# Candidate to the local government of..



## scande

I would like to translate these two sentences into finnish:



_Candidate to the local government of...

12 commitments to recuperate the enthusiasm in the town




_These two sentences are included in a political manifesto in relationship with the local elections of a municipality.

Thank you very much!!!!


----------



## fennofiili

Mahdotonta kääntää. Ajatus puuttuu.


----------



## scande

Could you translate into English, please¡
Thank you¡


----------



## Spongiformi

scande said:


> Candidate to the local government of...



Ehdokas _[jonkun paikkakunnan]_ paikallishallintoon.

Ehdokas paikallishallintoon _[jollakin paikkakunnalla]_.

You have to realise you can't smoothly take a stock sentence and insert the name of any town or municipality in the Finnish language. The name has to get declined accordingly.

_


scande said:



			12 commitments to recuperate the enthusiasm in the town
		
Click to expand...

_
12 sitoumusta elvyttää innokkuutta kaupungissa.
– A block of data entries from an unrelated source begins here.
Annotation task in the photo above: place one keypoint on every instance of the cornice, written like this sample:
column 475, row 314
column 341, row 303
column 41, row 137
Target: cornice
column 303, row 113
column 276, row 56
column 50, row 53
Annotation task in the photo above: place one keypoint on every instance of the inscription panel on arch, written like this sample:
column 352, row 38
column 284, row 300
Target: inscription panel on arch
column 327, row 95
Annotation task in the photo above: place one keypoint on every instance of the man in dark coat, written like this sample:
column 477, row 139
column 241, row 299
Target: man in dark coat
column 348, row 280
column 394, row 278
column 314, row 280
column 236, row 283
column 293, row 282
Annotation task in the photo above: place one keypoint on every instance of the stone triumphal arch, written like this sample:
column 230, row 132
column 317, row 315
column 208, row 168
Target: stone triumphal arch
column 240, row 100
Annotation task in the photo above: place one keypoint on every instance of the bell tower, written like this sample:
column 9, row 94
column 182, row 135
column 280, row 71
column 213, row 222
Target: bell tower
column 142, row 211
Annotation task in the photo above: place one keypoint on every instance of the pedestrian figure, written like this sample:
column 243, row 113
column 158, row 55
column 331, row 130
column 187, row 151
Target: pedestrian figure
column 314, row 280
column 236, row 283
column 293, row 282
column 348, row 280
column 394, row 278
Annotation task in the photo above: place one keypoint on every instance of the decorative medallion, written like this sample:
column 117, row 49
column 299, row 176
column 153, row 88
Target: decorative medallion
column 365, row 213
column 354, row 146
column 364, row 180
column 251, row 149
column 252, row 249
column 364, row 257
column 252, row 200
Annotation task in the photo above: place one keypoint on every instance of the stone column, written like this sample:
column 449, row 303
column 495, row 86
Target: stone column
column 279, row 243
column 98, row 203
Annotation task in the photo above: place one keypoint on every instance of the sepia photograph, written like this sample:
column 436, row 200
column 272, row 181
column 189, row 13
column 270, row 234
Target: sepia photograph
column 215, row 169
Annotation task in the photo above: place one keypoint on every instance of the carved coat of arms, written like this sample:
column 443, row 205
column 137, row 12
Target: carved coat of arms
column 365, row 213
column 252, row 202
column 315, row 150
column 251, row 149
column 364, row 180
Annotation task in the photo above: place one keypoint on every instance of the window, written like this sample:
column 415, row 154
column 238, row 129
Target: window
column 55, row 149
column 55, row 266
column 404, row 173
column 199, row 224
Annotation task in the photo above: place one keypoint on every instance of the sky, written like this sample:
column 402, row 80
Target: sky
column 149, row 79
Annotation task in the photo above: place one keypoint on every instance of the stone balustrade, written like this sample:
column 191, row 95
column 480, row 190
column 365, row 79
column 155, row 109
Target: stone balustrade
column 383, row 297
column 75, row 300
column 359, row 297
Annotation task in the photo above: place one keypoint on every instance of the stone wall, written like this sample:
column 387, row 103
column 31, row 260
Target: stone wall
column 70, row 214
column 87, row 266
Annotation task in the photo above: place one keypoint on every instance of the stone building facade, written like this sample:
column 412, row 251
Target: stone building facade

That doesn't actually sound like something anybody would say, at least in Finnish. But then again, politicians are always using exaggerating words and whole sentences, so who knows. In any case, normally one would tie such statements to a specific subject. Such as:

12 sitoumusta elvyttää elinkeinoelämää kaupungissa. (Invigorate business.)
12 sitoumusta elvyttää kulttuurielämää kaupungissa. (Invigorate cultural life.)
12 sitoumusta elvyttää työllisyyttä kaupungissa. (Invigorate employment.)


----------



## scande

Thank u very much!!!!!


----------